Se quedó quieto un momento, los dedos en el labio de arriba, en un gesto pickwickiano de reflexión.
—Sí —repitió—. Sí, mucho.
Caminó luego hasta la puerta, pero se detuvo otra vez.
—Perdóname, Marty, tengo que dejaros un rato. No más de una o dos horas, espero. En cualquier caso, ya telefonearé.

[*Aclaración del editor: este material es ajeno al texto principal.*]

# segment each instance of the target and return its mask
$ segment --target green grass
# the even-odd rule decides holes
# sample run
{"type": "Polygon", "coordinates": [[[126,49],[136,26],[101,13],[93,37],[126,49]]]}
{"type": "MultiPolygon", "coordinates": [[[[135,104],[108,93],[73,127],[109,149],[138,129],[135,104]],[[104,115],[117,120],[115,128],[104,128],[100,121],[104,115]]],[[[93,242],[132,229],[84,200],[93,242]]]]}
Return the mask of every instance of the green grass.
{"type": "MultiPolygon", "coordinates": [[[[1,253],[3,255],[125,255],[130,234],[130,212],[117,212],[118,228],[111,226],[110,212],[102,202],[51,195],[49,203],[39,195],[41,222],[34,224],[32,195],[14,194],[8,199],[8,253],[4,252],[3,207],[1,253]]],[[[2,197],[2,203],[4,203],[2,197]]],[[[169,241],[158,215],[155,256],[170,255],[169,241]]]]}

Estiró la mano hacia el pomo de la puerta. Se volvió luego y se dirigió a Guillam.
—Peter, creo que será mejor que vengas tú también, si no te importa. Quizá necesitemos un coche y a ti parece que no te afecta gran cosa el tráfico de Hong Kong. Vi hace un momento a Fawn por algún sitio… ah, estás ahí.
En Headland Road, las flores tenían un brillo velludo, como helechos pintados para Navidad. La acera era estrecha y se utilizaba raras veces, sólo la usaban las
amahs
para pasear a los niños, cosa que hacían sin hablarles, como si paseasen perros. La furgoneta de vigilancia de los primos era una furgoneta Mercedes deliberadamente gris e insignificante, bastante destartalada, con manchas de polvo y barro en los lados y las letras H. K. ESTUDIOS DE PROM. Y CONSTR. a un lado. Una vieja antena de la que colgaban banderolas chinas se inclinaba sobre la cabina, y cuando pasaba lúgubremente ante la residencia de Ko por segunda vez, (¿o era por cuarta?) aquella mañana, nadie se fijó en ella. En Headland Road, como en todo Hong Kong, siempre hay alguien construyendo.
Estirados dentro de la furgoneta sobre bancos de cuero de imitación dispuestos para tal fin, dos hombres observaban atentamente entre un bosque de lentes, cámaras y radioteléfonos. También para ellos se estaba convirtiendo en una especie de rutina pasar por delante de Seven Gates.
—¿Ningún cambio? —dijo el primero.
—Ninguno —confirmó el segundo.
—Ningún cambio —repitió el primero, por el radioteléfono, y ovó la voz tranquilizadora de Murphy al otro extremo, certificando la llegada del mensaje.
—Quizá sean figuras de cera —dijo el primero, aún observando—. Quizá debiésemos darles un tiento y ver si gritan.
—Quizá debiéramos hacerlo —dijo el segundo.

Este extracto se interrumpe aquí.